27.06.2019 12:50 di Andrea Piras    articolo letto 12771 volte
Fonte: Dal Genoa Museum and Store, Genova
LIVE TMW - Genoa, Andreazzoli si presenta: "Serietà prima di ogni altra cosa"
11.40 - Il Genoa presenta il suo nuovo tecnico. A poco più di una settimana dalla partenza ufficiale dei lavori, il neo allenatore rossoblu Aurelio Andreazzoli incontrerà i media dalle ore 12 nella Sala 1893 del Genoa Museum and Store del Porto Antico. Segui la diretta testuale su TuttoMercatoWeb.com.

12.11 - Mister Aurelio Andreazzoli è entrato all'interno della Sala 1893 del Genoa Museum&Store insieme all'amministratore delegato Alessandro Zarbano. E' il momento delle foto di rito.

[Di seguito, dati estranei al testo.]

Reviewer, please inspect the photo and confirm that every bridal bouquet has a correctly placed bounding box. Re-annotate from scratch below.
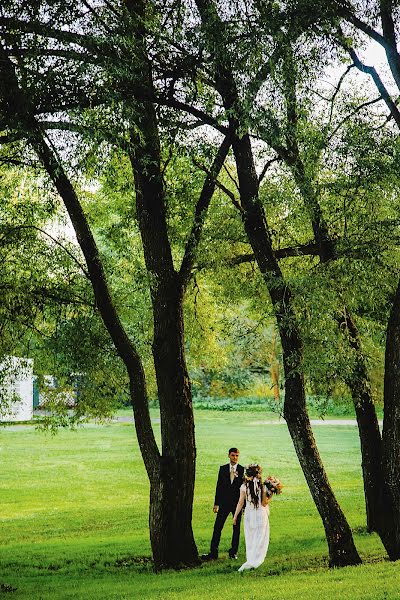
[263,475,283,496]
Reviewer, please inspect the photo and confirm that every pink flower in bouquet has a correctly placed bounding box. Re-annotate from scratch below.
[264,475,283,496]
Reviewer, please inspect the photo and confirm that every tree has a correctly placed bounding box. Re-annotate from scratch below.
[0,2,230,569]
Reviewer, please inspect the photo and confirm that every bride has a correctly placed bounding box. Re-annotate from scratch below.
[233,464,270,571]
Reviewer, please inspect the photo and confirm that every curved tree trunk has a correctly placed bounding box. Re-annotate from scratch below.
[382,283,400,560]
[232,135,361,567]
[196,0,361,567]
[339,308,384,541]
[291,161,383,534]
[277,54,383,533]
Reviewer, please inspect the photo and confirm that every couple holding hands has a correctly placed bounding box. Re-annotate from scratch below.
[202,448,282,572]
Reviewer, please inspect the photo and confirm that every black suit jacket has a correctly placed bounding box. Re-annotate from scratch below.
[214,463,244,510]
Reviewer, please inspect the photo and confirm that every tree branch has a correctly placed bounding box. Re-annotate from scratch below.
[179,135,231,290]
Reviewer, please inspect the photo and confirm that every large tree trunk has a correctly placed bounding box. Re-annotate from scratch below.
[0,42,198,570]
[196,0,361,566]
[127,0,199,569]
[339,308,384,541]
[282,45,383,532]
[233,135,361,567]
[288,156,383,534]
[382,283,400,560]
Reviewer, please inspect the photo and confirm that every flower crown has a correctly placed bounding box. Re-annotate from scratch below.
[245,463,262,479]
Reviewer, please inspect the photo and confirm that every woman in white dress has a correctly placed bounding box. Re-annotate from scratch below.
[233,464,270,571]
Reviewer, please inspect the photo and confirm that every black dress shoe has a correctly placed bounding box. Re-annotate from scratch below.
[200,552,218,560]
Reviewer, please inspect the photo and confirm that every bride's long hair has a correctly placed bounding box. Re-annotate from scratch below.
[244,464,262,508]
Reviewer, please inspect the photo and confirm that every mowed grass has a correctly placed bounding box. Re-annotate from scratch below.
[0,410,400,600]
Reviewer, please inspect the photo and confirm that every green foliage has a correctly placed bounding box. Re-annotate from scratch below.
[0,411,399,600]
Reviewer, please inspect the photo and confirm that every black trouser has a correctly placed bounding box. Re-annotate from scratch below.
[210,505,242,556]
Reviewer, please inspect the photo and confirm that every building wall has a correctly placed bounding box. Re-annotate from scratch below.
[0,356,33,421]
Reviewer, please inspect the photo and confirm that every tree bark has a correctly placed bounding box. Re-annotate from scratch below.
[196,0,361,566]
[282,52,383,533]
[382,283,400,560]
[233,135,361,567]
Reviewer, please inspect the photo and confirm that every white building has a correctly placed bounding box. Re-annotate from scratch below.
[0,356,33,421]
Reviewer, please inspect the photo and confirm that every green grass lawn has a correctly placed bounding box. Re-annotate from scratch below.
[0,410,400,600]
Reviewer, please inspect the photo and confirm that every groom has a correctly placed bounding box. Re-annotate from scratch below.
[202,448,244,560]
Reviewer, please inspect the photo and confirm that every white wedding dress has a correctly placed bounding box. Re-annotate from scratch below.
[239,483,269,571]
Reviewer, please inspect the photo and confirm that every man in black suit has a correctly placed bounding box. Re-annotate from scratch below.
[202,448,244,560]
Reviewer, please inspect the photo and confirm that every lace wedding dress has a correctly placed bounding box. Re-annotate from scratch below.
[239,484,269,571]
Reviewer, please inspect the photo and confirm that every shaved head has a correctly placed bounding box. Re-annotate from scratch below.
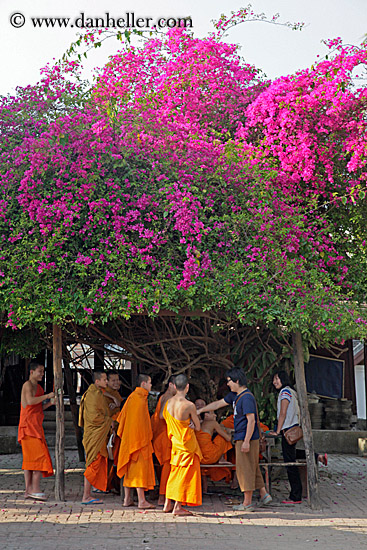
[175,374,189,391]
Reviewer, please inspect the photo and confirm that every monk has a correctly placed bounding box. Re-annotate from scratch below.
[103,371,123,420]
[79,371,113,504]
[103,370,123,494]
[196,411,232,484]
[18,363,55,500]
[117,373,155,510]
[161,374,202,516]
[151,376,176,506]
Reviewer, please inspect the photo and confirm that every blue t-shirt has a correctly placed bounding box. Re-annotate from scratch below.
[224,389,259,441]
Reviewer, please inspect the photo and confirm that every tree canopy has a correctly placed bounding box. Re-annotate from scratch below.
[0,19,367,356]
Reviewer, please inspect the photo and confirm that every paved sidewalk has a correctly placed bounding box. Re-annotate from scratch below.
[0,451,367,550]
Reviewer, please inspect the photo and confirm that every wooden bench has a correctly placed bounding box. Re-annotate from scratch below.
[200,460,307,493]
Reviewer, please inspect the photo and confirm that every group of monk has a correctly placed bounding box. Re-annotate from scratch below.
[19,363,271,516]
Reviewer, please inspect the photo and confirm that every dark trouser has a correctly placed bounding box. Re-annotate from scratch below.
[282,433,302,500]
[282,432,319,500]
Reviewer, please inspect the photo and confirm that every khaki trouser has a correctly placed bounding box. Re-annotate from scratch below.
[236,439,265,492]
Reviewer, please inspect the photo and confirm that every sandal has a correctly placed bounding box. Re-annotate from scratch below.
[232,504,255,512]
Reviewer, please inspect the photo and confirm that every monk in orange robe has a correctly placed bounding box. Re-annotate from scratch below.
[161,374,202,516]
[103,371,123,420]
[18,363,55,500]
[79,371,112,504]
[151,376,176,506]
[196,412,232,483]
[117,374,155,509]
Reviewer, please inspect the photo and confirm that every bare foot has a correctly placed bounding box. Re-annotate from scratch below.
[138,500,155,510]
[172,508,194,516]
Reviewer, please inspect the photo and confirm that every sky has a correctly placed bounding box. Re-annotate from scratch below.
[0,0,367,95]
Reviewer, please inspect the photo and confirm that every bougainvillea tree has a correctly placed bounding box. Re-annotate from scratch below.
[0,15,367,378]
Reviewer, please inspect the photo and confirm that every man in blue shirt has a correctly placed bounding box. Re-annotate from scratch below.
[198,367,272,512]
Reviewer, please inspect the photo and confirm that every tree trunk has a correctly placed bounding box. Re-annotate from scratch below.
[64,359,85,462]
[53,325,65,501]
[293,331,321,510]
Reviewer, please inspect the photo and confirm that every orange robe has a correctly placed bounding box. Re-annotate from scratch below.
[79,384,111,491]
[18,384,54,477]
[117,387,155,491]
[103,386,123,475]
[151,397,172,495]
[163,404,203,506]
[196,430,232,482]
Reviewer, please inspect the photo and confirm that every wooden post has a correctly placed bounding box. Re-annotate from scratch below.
[293,331,321,510]
[53,325,65,501]
[64,359,85,462]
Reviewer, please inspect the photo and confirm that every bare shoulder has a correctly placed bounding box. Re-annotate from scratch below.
[22,380,33,393]
[183,399,196,412]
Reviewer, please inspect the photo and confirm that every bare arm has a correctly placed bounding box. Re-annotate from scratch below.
[188,403,201,432]
[214,422,232,441]
[22,382,55,407]
[241,413,255,453]
[197,399,228,414]
[42,400,56,411]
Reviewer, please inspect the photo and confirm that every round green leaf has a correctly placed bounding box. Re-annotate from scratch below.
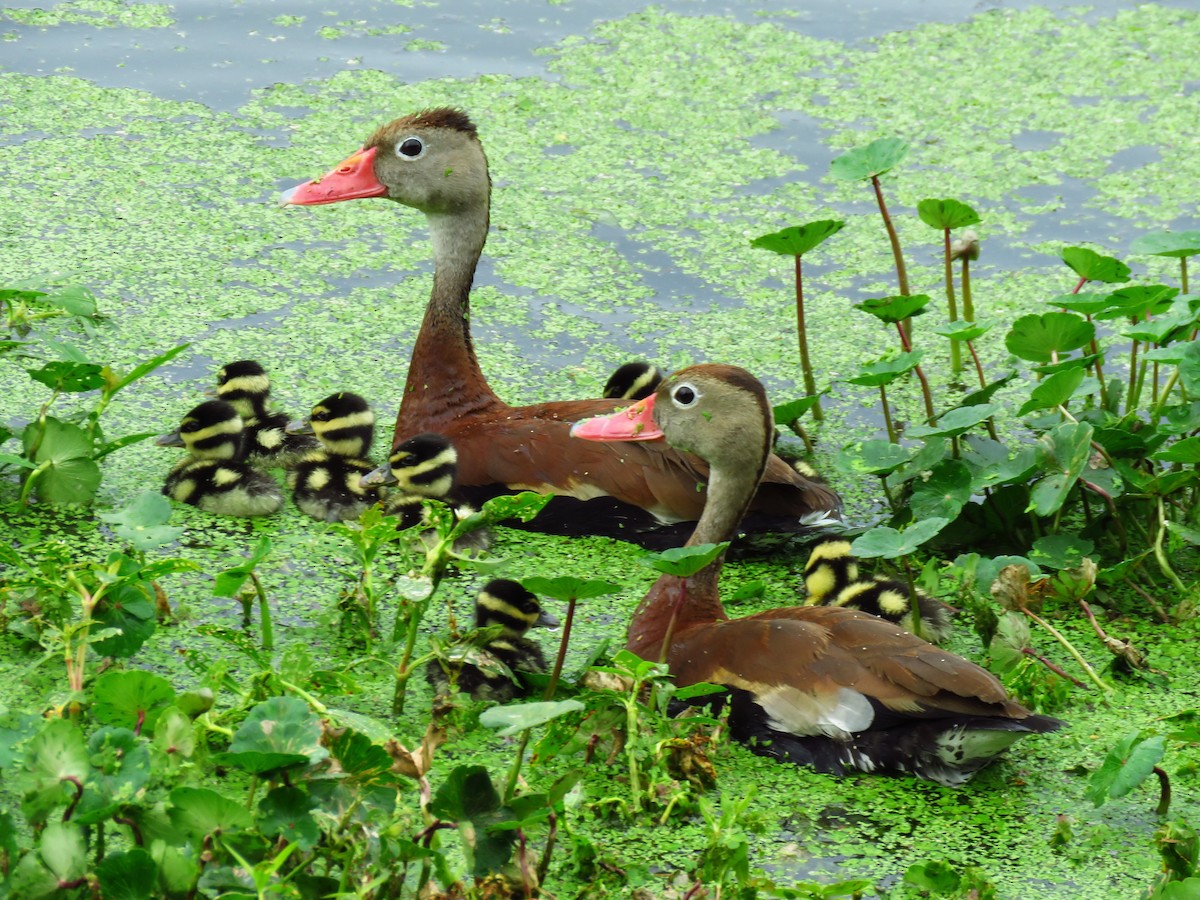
[846,350,925,388]
[917,199,979,229]
[829,138,908,181]
[258,785,320,851]
[908,460,971,521]
[167,787,254,838]
[750,218,846,257]
[1129,232,1200,258]
[96,847,160,900]
[479,700,583,738]
[91,670,175,732]
[1016,366,1086,415]
[1004,312,1096,362]
[220,697,329,775]
[1062,247,1129,284]
[1150,438,1200,464]
[854,294,929,324]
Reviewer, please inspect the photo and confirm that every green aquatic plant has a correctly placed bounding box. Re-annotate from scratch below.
[917,198,979,376]
[750,218,846,421]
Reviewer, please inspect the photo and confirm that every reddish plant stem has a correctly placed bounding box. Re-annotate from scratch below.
[796,256,824,422]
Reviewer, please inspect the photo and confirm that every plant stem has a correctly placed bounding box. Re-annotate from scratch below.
[1154,766,1171,818]
[796,256,824,422]
[250,570,275,650]
[942,228,962,376]
[896,322,937,425]
[1021,608,1112,694]
[880,384,899,444]
[542,600,578,700]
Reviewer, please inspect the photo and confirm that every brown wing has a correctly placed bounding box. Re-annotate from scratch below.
[670,607,1028,733]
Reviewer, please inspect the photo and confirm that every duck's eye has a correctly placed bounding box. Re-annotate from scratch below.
[671,384,700,407]
[396,138,425,160]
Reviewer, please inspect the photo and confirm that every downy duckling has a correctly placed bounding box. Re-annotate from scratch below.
[601,360,664,401]
[425,578,558,703]
[804,536,954,643]
[217,359,320,468]
[362,432,492,550]
[287,391,379,522]
[158,400,283,516]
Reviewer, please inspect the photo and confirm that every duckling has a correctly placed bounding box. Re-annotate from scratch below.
[362,432,492,550]
[804,535,954,643]
[217,359,320,468]
[425,578,558,703]
[158,400,283,516]
[287,391,379,522]
[602,360,664,401]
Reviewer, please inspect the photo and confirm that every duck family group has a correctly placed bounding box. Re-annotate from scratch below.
[163,108,1062,786]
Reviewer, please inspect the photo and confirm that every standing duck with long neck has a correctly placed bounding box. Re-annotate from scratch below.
[572,366,1062,786]
[283,109,841,542]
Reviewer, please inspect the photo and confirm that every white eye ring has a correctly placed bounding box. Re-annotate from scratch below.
[396,134,425,161]
[671,382,701,409]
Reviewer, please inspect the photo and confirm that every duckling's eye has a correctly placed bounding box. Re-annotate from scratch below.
[396,138,425,160]
[671,383,700,408]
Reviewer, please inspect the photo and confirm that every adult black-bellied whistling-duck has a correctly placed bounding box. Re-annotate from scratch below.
[288,391,379,522]
[425,578,558,703]
[574,366,1062,786]
[158,400,283,516]
[282,109,841,544]
[216,359,320,468]
[804,536,954,643]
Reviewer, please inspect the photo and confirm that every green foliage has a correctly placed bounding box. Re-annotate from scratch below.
[829,138,908,181]
[750,218,846,257]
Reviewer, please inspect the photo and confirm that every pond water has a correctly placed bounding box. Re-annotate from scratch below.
[0,0,1200,900]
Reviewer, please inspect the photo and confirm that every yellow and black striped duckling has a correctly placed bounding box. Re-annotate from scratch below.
[804,536,954,643]
[601,360,664,401]
[288,391,379,522]
[158,400,283,516]
[217,359,320,468]
[425,578,558,703]
[364,432,492,550]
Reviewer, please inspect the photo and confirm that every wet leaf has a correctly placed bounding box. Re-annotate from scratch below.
[829,138,908,181]
[1085,732,1165,806]
[479,700,584,738]
[91,670,175,732]
[851,516,950,559]
[1061,247,1129,284]
[750,218,846,257]
[1004,312,1096,362]
[917,199,979,232]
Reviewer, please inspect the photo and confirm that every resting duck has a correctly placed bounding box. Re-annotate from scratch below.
[217,359,320,468]
[287,391,379,522]
[425,578,558,703]
[282,109,841,544]
[601,360,662,400]
[574,366,1062,786]
[157,400,283,516]
[362,433,492,551]
[804,536,955,643]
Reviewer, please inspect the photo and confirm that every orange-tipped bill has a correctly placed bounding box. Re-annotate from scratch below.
[571,396,662,440]
[280,146,388,206]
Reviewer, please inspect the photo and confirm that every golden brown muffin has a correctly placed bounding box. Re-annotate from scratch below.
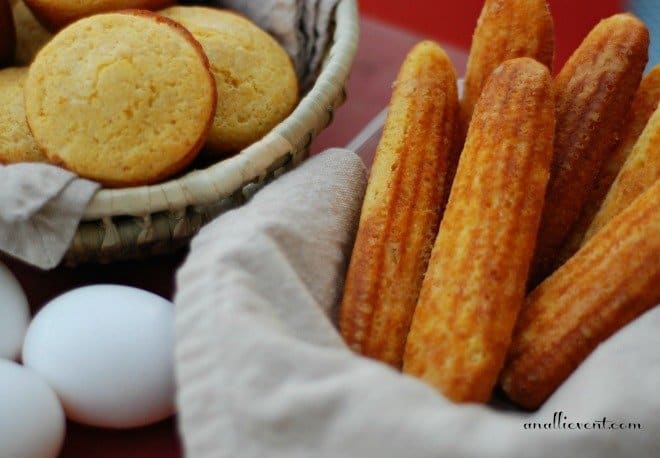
[0,67,47,164]
[339,41,458,368]
[12,0,53,65]
[24,0,175,32]
[0,0,16,68]
[500,180,660,409]
[532,14,649,284]
[159,6,298,156]
[403,57,555,402]
[461,0,555,132]
[25,11,216,186]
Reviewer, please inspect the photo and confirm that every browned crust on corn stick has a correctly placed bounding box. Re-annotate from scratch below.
[532,14,649,285]
[0,0,16,68]
[500,181,660,409]
[461,0,555,132]
[340,42,458,367]
[403,58,554,402]
[584,105,660,240]
[553,64,660,270]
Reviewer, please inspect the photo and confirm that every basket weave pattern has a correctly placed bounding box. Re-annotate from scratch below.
[64,0,359,265]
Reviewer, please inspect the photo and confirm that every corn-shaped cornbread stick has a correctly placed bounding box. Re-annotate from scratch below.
[461,0,555,132]
[532,14,649,284]
[500,180,660,409]
[584,105,660,240]
[339,41,458,368]
[552,64,660,270]
[403,58,554,402]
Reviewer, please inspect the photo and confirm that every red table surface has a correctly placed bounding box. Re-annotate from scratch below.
[358,0,626,69]
[2,0,624,458]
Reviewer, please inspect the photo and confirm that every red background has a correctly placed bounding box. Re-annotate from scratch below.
[359,0,625,68]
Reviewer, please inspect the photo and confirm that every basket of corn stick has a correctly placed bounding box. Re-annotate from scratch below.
[339,0,660,409]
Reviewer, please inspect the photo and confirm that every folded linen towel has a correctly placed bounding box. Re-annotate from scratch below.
[175,150,660,458]
[0,163,99,269]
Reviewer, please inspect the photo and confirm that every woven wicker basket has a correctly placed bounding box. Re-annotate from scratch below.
[64,0,359,265]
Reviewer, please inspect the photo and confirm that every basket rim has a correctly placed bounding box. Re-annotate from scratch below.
[82,0,359,221]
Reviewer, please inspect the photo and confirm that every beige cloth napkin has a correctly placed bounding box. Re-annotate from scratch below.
[175,150,660,458]
[0,164,99,269]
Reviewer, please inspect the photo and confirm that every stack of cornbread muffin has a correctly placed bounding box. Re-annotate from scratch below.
[0,0,299,187]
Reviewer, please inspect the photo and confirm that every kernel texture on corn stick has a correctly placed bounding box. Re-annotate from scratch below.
[461,0,555,131]
[532,14,649,284]
[553,64,660,270]
[403,58,554,402]
[340,42,458,368]
[585,105,660,242]
[500,180,660,409]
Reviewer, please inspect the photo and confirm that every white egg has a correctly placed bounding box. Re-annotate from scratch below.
[23,285,175,428]
[0,263,30,359]
[0,359,66,458]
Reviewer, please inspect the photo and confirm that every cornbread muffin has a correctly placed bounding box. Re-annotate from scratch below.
[0,0,16,67]
[12,0,53,65]
[0,67,46,164]
[25,0,175,32]
[25,10,216,186]
[160,6,298,156]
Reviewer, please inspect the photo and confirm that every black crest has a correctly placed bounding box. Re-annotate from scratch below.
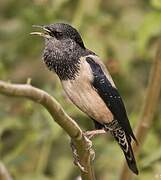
[44,23,85,48]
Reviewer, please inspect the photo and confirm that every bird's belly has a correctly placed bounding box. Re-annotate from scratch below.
[62,79,113,123]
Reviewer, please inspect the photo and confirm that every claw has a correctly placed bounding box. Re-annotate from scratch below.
[70,141,87,173]
[84,129,106,139]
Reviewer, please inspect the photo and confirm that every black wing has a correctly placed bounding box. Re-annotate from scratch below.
[86,57,137,142]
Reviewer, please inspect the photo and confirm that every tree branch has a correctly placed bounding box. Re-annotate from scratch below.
[0,81,95,180]
[120,38,161,180]
[0,162,12,180]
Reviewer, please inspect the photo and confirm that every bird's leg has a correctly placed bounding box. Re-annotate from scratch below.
[84,129,106,139]
[70,140,86,172]
[70,137,95,172]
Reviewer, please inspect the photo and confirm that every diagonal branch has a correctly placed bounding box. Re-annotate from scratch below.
[0,81,95,180]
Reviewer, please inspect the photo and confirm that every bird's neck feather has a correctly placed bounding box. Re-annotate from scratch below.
[43,42,93,80]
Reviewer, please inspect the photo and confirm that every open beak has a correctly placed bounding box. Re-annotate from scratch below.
[30,25,52,39]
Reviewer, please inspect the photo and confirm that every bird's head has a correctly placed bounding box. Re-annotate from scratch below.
[31,23,87,80]
[31,23,85,49]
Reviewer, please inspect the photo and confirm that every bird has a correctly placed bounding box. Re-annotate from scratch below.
[31,23,138,175]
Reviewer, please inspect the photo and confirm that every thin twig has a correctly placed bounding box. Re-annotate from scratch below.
[0,81,95,180]
[120,39,161,180]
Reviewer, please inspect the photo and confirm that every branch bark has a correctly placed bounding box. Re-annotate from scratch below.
[0,81,95,180]
[120,38,161,180]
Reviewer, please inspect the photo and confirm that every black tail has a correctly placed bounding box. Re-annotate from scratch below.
[110,128,139,174]
[105,120,139,174]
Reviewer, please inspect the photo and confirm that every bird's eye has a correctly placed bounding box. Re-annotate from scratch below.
[54,31,63,38]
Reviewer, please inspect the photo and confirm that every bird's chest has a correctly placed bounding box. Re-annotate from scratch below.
[62,59,112,122]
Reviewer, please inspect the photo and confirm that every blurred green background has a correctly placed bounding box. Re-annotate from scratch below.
[0,0,161,180]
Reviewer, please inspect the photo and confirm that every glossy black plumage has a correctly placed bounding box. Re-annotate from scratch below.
[32,23,138,174]
[86,57,136,141]
[86,57,138,174]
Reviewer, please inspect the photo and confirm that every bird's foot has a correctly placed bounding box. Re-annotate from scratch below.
[84,129,106,139]
[70,141,87,172]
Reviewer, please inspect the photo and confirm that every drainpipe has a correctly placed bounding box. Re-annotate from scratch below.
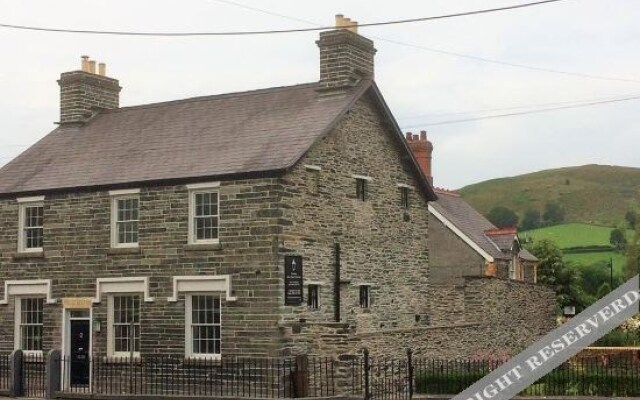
[333,243,340,322]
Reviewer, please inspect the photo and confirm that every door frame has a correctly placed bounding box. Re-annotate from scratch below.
[60,307,93,392]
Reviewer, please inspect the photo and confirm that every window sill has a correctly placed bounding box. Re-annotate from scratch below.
[184,243,222,251]
[13,250,44,260]
[107,246,142,256]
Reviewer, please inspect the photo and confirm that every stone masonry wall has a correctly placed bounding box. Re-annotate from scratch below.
[281,93,429,340]
[0,178,283,355]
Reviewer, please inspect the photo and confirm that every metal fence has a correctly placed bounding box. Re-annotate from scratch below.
[414,352,640,397]
[0,353,11,394]
[21,354,46,397]
[61,355,336,398]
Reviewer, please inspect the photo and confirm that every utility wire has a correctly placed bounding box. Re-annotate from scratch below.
[398,93,640,120]
[213,0,640,83]
[403,96,640,129]
[0,0,563,37]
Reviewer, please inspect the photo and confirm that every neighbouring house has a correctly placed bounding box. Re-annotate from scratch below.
[406,131,555,332]
[0,16,542,380]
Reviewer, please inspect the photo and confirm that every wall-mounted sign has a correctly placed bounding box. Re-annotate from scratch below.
[284,256,304,306]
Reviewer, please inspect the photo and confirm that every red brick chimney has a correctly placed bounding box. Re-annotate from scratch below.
[406,131,433,186]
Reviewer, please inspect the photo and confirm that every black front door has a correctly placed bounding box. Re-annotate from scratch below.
[70,320,90,385]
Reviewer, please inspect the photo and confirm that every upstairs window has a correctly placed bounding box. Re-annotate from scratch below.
[400,186,409,210]
[18,197,44,252]
[109,189,140,247]
[360,285,371,308]
[188,183,220,244]
[307,285,320,310]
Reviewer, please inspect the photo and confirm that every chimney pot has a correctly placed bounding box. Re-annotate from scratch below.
[80,56,89,72]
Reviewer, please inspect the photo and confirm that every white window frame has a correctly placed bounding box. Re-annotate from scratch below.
[17,196,44,253]
[109,189,140,248]
[306,282,322,311]
[187,182,220,244]
[358,283,373,310]
[107,293,144,359]
[13,296,47,356]
[184,292,223,360]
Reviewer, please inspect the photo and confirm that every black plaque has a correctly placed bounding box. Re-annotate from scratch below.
[284,256,304,306]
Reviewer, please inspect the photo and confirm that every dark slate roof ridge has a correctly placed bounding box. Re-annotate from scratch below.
[109,82,319,114]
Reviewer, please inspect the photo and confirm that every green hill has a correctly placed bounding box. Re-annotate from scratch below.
[459,165,640,226]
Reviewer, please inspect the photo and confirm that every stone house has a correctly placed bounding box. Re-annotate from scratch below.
[406,131,540,322]
[0,17,549,372]
[0,19,436,359]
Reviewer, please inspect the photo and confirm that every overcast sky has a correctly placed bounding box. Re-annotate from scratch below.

12.12 - Inizia la conferenza stampa.

Inizia l'amministratore delegato del Genoa.
"Ripartiamo con la nuova stagione. Andreazzoli lo abbiamo cercato, voluto e corteggiato. Siamo contenti di poter partire assieme per questa nuova stagione. Le motivazioni sono tante e noi vogliamo ripartire dopo gli errori della scorsa stagione. Il mister ha le nostre stesse ambizioni e ci auspichiamo possa essere una buona stagione per il Genoa".

Prende la parole Andreazzoli.
"Sono veramente contento di essere qua. Ringrazio il presidente e l'amministratore delegato per avermi scelto e devo dire corteggiato. E' chiaro che sono felicissimo di poter avere la possibilità di allenare una squadra dalla storia incredibile come ha il Genoa ma non solo per questo. Ma perché ho la possibilità di partecipare alla sensazione di essere genoano, sensazione riconosciuta da tutti".

Ci racconta dopo il triste epilogo di San Siro la soddisfazione in casa Genoa, com'è stato l'approccio?
"E' stata una sofferenza la retrocessione. Chiaramente è stata subita in una condizione che poi è ideale per uno che fa il lavoro che faccio io. Quando riesci ad uscire da uno stadio come San Siro e hai l'applauso del tuo pubblico e degli avversari è sempre una retrocessione ma degna. Poi è arrivato l'interesse di questa società che mi ha dato la possibilità di tornare un po' indietro nel tempo. Sono stato qua quasi mezzo secolo fa, ho dormito a Villa Rostan un anno e ricordo le prime volte che sono andato al Ferraris, ricordo la tifoseria. Ho avuto la possibilità in questi giorni di confrontarmi con i miei ex compagni e loro hanno le stesse sensazioni che ho avuto io".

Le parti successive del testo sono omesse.